Transcriptions of these notebooks revealed Davy’s creative mind at work - lines of poetry were written among descriptions of chemical experiments, philosophical musings, geological drawings, and accounts of his life.

Following on from this successful pilot project, during which more than 500 participants from around the world transcribed 626 notebook pages in under 20 days, the project team will crowdsource transcriptions of Davy’s entire 75-strong notebook collection.

Some 70 notebooks are held at the Royal Institution of Great Britain, in London and five are held in Kresen Kernow in Redruth, Cornwall.

Crowdsourcing is due to begin in May 2021, and the edited transcriptions will later be published online, alongside images of the notebooks, on a free-to-access website, as part of the Lancaster Digital Library.

Davy kept notebooks throughout his life, but most of the pages of these notebooks have never been transcribed before.

The notebooks show that he was writing poetry in the laboratory while conducting scientific experiments.

Most entries have yet to be dated or considered in the light of what they tell us about Davy, his scientific discoveries, and the relationship between poetry and science.
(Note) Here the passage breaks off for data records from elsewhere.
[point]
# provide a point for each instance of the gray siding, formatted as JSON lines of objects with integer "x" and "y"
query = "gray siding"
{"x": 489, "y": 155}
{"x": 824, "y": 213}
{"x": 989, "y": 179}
Online and in-person discussions with participants will enable the project team to find out how transcribing Davy’s notebooks changes their view of how poetry and science could co-exist today.

On the wider benefits of the project, Professor Ruston said: “The consequences of seeing the arts and sciences as divided and separate are serious. Viewing them as ‘two cultures’ hinders our ability to solve major world problems.

“The Davy Notebooks Project will ask what we can learn from the example of Davy’s notebooks that will help us rethink what we understand about the relationship between the arts and sciences in the nineteenth century and today.”